Mesiah joined thousands of other Sanders supporters at the Liacouras Center on Temple University’s campus on Wednesday night to see the Presidential hopeful speak.
The line for the rally wrapped around the arena and extended half a mile back to Girard Avenue. The earliest person began waiting in line at 6:30 AM. The turnout was so large, in fact, that thousands more couldn’t even get into the rally causing a 50 minute delay, but that was because Sanders surprised the overflow crowd next door at McGonigle Hall. When he eventually did arrive at the Liacouras Center, however, the room exploded.

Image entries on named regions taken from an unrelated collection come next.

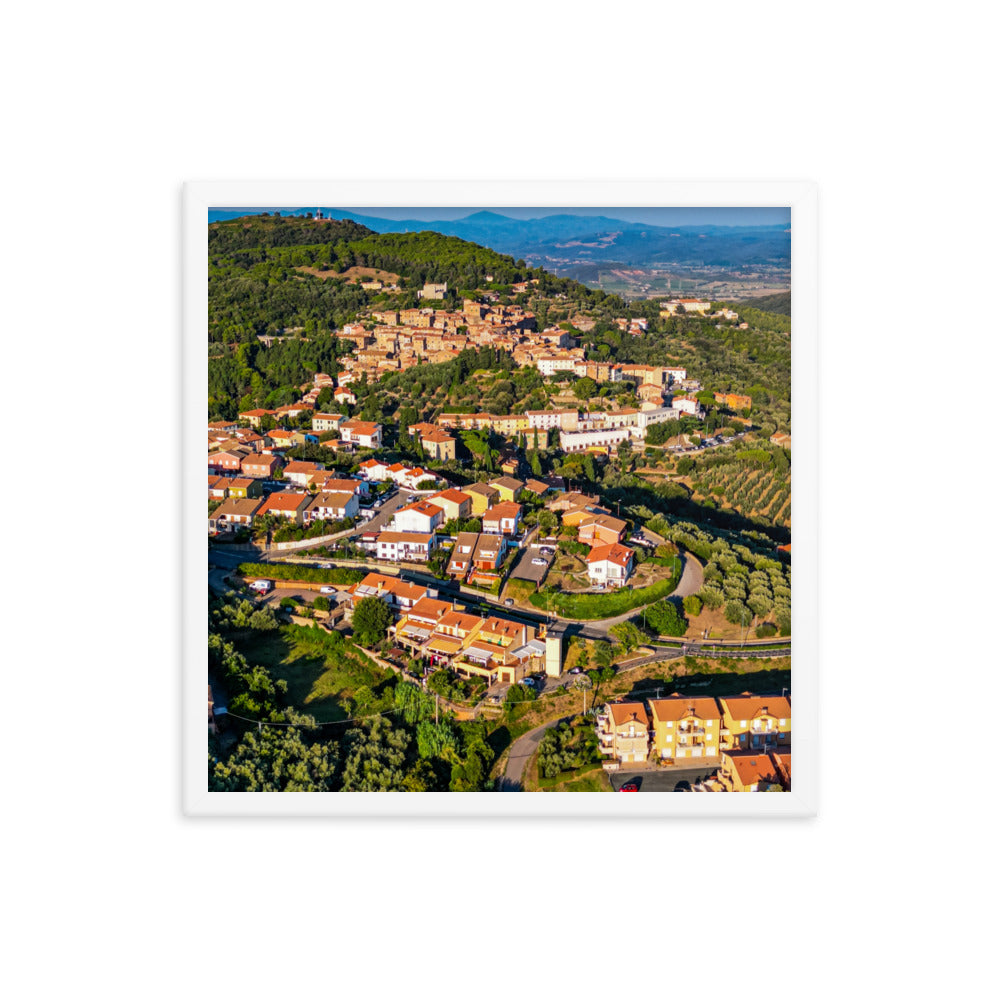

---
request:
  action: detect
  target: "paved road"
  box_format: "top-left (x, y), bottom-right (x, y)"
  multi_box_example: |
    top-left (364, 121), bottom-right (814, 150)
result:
top-left (608, 757), bottom-right (719, 792)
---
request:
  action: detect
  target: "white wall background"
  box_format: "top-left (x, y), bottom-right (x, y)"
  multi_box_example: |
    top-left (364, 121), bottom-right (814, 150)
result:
top-left (0, 2), bottom-right (997, 997)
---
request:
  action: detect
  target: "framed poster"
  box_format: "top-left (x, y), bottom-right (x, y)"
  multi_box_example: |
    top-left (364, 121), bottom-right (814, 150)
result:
top-left (182, 181), bottom-right (818, 817)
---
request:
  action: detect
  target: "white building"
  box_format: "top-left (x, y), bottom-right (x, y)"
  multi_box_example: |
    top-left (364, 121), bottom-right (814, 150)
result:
top-left (559, 427), bottom-right (632, 453)
top-left (375, 531), bottom-right (437, 562)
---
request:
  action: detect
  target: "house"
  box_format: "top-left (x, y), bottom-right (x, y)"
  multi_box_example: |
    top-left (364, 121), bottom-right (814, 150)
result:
top-left (208, 475), bottom-right (232, 500)
top-left (649, 694), bottom-right (722, 760)
top-left (375, 531), bottom-right (437, 562)
top-left (576, 514), bottom-right (628, 547)
top-left (524, 479), bottom-right (552, 497)
top-left (267, 427), bottom-right (298, 448)
top-left (427, 489), bottom-right (472, 521)
top-left (420, 427), bottom-right (455, 462)
top-left (347, 573), bottom-right (428, 611)
top-left (462, 483), bottom-right (501, 517)
top-left (340, 420), bottom-right (382, 448)
top-left (358, 458), bottom-right (392, 483)
top-left (237, 410), bottom-right (274, 428)
top-left (417, 281), bottom-right (448, 299)
top-left (303, 490), bottom-right (361, 524)
top-left (483, 502), bottom-right (523, 535)
top-left (670, 396), bottom-right (705, 420)
top-left (562, 504), bottom-right (611, 528)
top-left (597, 701), bottom-right (649, 764)
top-left (490, 476), bottom-right (524, 500)
top-left (717, 751), bottom-right (791, 792)
top-left (257, 491), bottom-right (312, 524)
top-left (421, 611), bottom-right (483, 676)
top-left (312, 413), bottom-right (347, 434)
top-left (719, 691), bottom-right (792, 752)
top-left (208, 448), bottom-right (250, 475)
top-left (392, 500), bottom-right (444, 534)
top-left (469, 533), bottom-right (507, 583)
top-left (229, 476), bottom-right (264, 497)
top-left (447, 531), bottom-right (479, 579)
top-left (715, 392), bottom-right (753, 410)
top-left (208, 497), bottom-right (264, 533)
top-left (587, 542), bottom-right (635, 587)
top-left (282, 462), bottom-right (325, 486)
top-left (319, 477), bottom-right (371, 497)
top-left (240, 454), bottom-right (281, 479)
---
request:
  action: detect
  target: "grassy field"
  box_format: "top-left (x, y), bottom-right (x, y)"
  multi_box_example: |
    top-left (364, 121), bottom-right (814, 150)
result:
top-left (232, 625), bottom-right (392, 722)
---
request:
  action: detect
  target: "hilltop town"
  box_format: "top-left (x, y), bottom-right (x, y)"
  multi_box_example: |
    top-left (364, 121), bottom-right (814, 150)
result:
top-left (208, 213), bottom-right (791, 791)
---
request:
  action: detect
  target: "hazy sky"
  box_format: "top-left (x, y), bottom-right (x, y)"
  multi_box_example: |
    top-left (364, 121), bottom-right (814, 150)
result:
top-left (344, 205), bottom-right (792, 226)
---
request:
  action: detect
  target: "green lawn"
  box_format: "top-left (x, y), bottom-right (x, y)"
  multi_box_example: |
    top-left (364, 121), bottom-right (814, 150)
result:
top-left (531, 557), bottom-right (683, 621)
top-left (232, 625), bottom-right (392, 722)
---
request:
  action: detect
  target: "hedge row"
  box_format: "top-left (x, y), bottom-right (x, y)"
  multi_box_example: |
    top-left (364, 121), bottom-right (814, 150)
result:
top-left (239, 563), bottom-right (365, 584)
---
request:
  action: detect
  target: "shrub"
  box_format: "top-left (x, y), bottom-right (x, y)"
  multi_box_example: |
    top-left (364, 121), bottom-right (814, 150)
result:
top-left (684, 594), bottom-right (701, 618)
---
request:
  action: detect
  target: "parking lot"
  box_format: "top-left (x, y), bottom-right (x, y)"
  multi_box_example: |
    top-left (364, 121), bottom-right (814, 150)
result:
top-left (608, 757), bottom-right (719, 792)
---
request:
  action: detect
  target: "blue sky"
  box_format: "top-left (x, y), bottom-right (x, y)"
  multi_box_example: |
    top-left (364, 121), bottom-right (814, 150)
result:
top-left (344, 205), bottom-right (792, 226)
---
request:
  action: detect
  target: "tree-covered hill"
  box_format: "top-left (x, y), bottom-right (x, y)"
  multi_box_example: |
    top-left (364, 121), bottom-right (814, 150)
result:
top-left (208, 214), bottom-right (371, 255)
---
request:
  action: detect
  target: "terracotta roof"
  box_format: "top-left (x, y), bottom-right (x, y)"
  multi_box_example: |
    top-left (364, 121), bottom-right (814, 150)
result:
top-left (724, 753), bottom-right (781, 785)
top-left (378, 531), bottom-right (434, 545)
top-left (397, 500), bottom-right (444, 517)
top-left (212, 497), bottom-right (264, 518)
top-left (483, 500), bottom-right (522, 521)
top-left (719, 693), bottom-right (792, 722)
top-left (608, 701), bottom-right (649, 729)
top-left (285, 462), bottom-right (323, 476)
top-left (649, 694), bottom-right (722, 722)
top-left (430, 488), bottom-right (472, 503)
top-left (260, 492), bottom-right (309, 514)
top-left (408, 597), bottom-right (451, 622)
top-left (587, 542), bottom-right (632, 568)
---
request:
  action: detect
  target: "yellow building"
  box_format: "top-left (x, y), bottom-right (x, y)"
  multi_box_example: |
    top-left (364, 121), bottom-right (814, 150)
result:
top-left (597, 701), bottom-right (649, 764)
top-left (490, 476), bottom-right (524, 501)
top-left (718, 753), bottom-right (791, 792)
top-left (462, 483), bottom-right (500, 517)
top-left (719, 692), bottom-right (792, 753)
top-left (649, 694), bottom-right (722, 760)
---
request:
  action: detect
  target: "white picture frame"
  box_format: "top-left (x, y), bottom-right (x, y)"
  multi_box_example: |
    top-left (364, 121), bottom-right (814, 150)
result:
top-left (181, 180), bottom-right (820, 819)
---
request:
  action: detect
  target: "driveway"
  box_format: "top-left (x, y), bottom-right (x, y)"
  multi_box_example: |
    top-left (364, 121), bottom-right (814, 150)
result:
top-left (608, 757), bottom-right (719, 792)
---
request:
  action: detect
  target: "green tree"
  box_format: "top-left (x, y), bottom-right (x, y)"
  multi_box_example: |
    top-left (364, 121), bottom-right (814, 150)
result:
top-left (352, 597), bottom-right (393, 647)
top-left (208, 720), bottom-right (339, 792)
top-left (343, 717), bottom-right (410, 792)
top-left (646, 599), bottom-right (687, 635)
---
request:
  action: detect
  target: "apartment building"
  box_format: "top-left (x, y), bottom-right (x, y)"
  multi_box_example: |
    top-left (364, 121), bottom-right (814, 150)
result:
top-left (597, 701), bottom-right (649, 764)
top-left (649, 694), bottom-right (722, 760)
top-left (719, 692), bottom-right (792, 751)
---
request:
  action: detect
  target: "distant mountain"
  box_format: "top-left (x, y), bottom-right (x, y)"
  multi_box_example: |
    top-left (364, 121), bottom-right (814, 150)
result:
top-left (209, 207), bottom-right (791, 270)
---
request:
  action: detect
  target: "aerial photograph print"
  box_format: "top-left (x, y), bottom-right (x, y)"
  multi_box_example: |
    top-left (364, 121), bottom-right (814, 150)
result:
top-left (207, 202), bottom-right (792, 804)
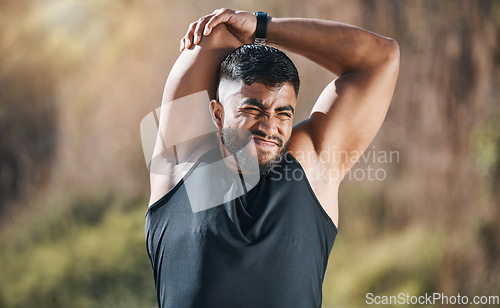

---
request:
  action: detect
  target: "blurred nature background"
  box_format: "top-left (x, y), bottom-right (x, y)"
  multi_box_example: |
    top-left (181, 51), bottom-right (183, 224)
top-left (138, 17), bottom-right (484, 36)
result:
top-left (0, 0), bottom-right (500, 308)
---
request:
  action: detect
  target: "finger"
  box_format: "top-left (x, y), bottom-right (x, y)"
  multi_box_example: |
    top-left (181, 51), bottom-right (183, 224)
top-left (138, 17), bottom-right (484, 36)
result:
top-left (184, 21), bottom-right (197, 48)
top-left (179, 38), bottom-right (185, 52)
top-left (203, 15), bottom-right (220, 36)
top-left (203, 9), bottom-right (234, 36)
top-left (193, 15), bottom-right (210, 45)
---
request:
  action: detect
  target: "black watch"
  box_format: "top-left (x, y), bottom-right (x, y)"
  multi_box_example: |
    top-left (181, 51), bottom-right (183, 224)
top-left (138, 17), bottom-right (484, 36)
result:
top-left (254, 12), bottom-right (267, 45)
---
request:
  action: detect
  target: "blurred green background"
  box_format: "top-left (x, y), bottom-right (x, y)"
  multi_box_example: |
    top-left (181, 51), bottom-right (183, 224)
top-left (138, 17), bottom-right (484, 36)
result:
top-left (0, 0), bottom-right (500, 308)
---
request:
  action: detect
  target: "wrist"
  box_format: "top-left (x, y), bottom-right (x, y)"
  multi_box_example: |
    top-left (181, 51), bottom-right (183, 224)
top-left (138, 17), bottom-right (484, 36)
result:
top-left (253, 12), bottom-right (271, 45)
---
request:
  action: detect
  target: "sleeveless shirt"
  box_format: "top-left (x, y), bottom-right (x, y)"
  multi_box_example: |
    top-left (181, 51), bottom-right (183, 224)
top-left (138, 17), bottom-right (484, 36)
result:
top-left (146, 149), bottom-right (337, 308)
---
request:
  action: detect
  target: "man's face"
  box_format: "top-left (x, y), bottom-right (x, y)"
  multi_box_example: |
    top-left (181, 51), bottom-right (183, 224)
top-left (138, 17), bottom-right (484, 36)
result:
top-left (214, 81), bottom-right (297, 173)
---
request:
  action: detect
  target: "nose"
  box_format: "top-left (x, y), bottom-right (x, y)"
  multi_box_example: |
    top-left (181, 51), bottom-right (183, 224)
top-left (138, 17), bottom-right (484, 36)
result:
top-left (258, 115), bottom-right (278, 136)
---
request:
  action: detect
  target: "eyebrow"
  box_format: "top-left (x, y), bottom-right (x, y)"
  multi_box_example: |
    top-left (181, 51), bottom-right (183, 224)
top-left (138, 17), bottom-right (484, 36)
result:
top-left (243, 98), bottom-right (295, 113)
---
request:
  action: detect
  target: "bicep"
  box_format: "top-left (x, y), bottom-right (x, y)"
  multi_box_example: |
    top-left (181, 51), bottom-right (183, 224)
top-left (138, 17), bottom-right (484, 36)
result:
top-left (297, 50), bottom-right (399, 177)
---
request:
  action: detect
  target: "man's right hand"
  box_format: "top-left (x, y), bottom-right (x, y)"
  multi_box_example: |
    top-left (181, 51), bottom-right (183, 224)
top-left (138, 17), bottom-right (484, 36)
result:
top-left (180, 8), bottom-right (257, 51)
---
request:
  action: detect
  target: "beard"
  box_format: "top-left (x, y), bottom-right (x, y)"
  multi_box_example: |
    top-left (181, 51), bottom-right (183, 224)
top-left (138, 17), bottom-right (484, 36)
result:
top-left (221, 128), bottom-right (290, 175)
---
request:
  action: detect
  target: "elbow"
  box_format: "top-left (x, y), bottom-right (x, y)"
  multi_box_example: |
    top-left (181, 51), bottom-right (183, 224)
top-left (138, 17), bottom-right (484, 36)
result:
top-left (383, 38), bottom-right (400, 68)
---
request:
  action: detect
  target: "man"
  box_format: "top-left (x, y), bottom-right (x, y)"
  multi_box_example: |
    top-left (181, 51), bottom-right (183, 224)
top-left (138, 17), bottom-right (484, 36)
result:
top-left (146, 9), bottom-right (399, 308)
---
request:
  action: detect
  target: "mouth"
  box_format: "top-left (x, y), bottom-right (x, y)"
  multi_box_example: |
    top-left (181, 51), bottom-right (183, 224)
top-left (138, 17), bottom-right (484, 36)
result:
top-left (253, 136), bottom-right (279, 148)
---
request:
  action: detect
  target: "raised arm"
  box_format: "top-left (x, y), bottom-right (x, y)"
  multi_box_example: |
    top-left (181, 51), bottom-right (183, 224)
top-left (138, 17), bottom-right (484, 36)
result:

“This looks like a political revolution,” Sanders said upon arrival.
Sanders, who just won the Wisconsin primary on Tuesday night, covered topics ranging from raising the minimum wage to $15 per hour, advocating for universal healthcare, and, eliminating tuition fees and public colleges and universities, which generated one of the loudest cheers of the evening.. Every statement advocating for an issue on his platform that he made resulted in immense applause. When he described what he called a broken criminal justice system and drug laws that need reforming, the audience followed in suit with roaring boos.
Thousands waved campaign signs that read “A Future to Believe in” while others held homemade signs. Many people sported apparel in support of Sanders ranging from t-shirts with his face plastered over it to pins and even Bernie socks.
Francisco Rivera, a graduate student at Temple, said this was an experience that he’ll never forget.
“It’s a once in a lifetime experience to have a candidate such as Bernie Sanders who’s talking about the issues that really impact people.”
Haley Sienkiewicz, a junior at Temple, said she was glad she waited in the winding lines because the atmosphere was electric.
“I thought it was awesome. the crowd was really diverse. there was just so much energy and i’m so glad i was able to come.”
Pennsylvania voters will pick who they want to be the Democratic nominee on April 26th. 210 delegates are at stake in Pennsylvania, making it one of the largest battleground states left to vote. Sanders has won seven of the last eight contest, but still trails frontrunner Hillary Clinton by a significant margin.
Clinton also campaigned in Philadelphia on Wednesday at the Pennsylvania AFL-CIO constitutional convention at the Sheraton Hotel.